YouTube’s recommendation algorithm continues to direct young video game fans down dark paths of violent and dangerous content, a report has found, years after critics first raised concerns about the system.
A report from the Tech Transparency Project (TTP), a Washington DC-based nonprofit, observed the effects of the video sharing site’s recommendation algorithms on a spread of accounts identified as those of boys aged nine and 14.
Researchers created four fake “user accounts” – two identified as nine-year-old boys and two identified as 14-year-old boys – and used them to watch exclusively gaming-related videos, albeit not always strictly age-appropriate ones, in an attempt to come up with an accurate cross-section of what a real child and teenager would be looking at.
For the nine-year-old, that included videos for games such as Roblox and Lego Star Wars, but also the horror game Five Nights at Freddy’s, set in a parody of the Chuck E Cheese restaurant chain. For the 14-year-old, the playlist “consisted primarily of videos of first-person shooter games like Grand Theft Auto, Halo and Red Dead Redemption”.
After using the accounts to watch video gaming content, the researchers logged and analysed the videos the algorithm recommended, with one in each group passively tracking the recommendations and the other actively clicking and viewing them.
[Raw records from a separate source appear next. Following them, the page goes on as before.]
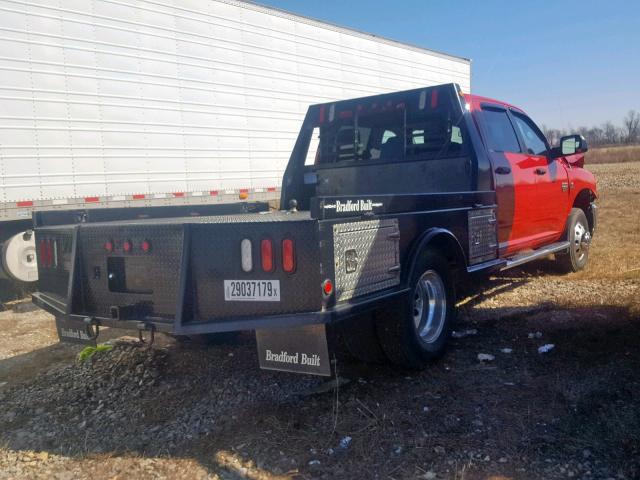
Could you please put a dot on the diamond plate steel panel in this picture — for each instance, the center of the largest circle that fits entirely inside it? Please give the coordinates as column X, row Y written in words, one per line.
column 483, row 240
column 159, row 268
column 54, row 276
column 366, row 257
column 215, row 257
For all the accounts, YouTube’s algorithm pushed content related to weapons, shootings and murderers, but for those who actively watched the material it recommended such footage at much higher volumes.
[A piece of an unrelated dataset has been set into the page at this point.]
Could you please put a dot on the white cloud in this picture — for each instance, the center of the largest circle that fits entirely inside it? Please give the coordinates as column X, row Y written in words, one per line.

TTP was clear that video games were not to blame for violent behaviour. “For more than two decades, politicians have pointed to violent video games as the root cause of mass shootings in the United States, even though researchers have found no evidence to support that claim,” the report said. “But TTP’s study shows there is a mechanism that can lead boys who play video games into a world of mass shootings and gun violence: YouTube’s recommendation algorithm.”
TTP’s executive director, Michelle Kuppersmith, said: “It’s bad enough that YouTube makes videos glorifying gun violence accessible to children. Now, we’re discovering that it recommends these videos to young people. Unfortunately, this is just the latest example of Big Tech’s algorithms taking the worst of the worst and pushing it to kids in an endless pursuit of engagement.”
All four test accounts were disclosed to YouTube as being those of children, with consistent birthdates and, for the under-13s, a linked “parental” account in accordance with the video site’s policies. Despite that, the recommendation algorithm showed the users videos that were not only wildly age-inappropriate, but apparently in violation of YouTube’s terms of service altogether.
The report said: “Many of these videos violated YouTube policies, which prohibit showing ‘violent or gory content intended to shock or disgust viewers’, ‘harmful or dangerous acts involving minors’ and ‘instructions on how to convert a firearm to automatic’.”
“YouTube took no apparent steps to age-restrict these videos, despite stating it has the option to do so with content that features ‘adults participating in dangerous activities that minors could easily imitate’.”
In a statement, a YouTube spokesperson said: “We offer a number of options for younger viewers, including a standalone YouTube Kids app and our Supervised Experience tools which are designed to create a safer experience for tweens and teens whose parents have decided they are ready to use the main YouTube app. We welcome research on our recommendations, and we’re exploring more ways to bring in academic researchers to study our systems.
“But in reviewing this report’s methodology, it’s difficult for us to draw strong conclusions. For example, the study doesn’t provide context of how many overall videos were recommended to the test accounts, and also doesn’t give insight into how the test accounts were set up, including whether YouTube’s Supervised Experiences tools were applied.”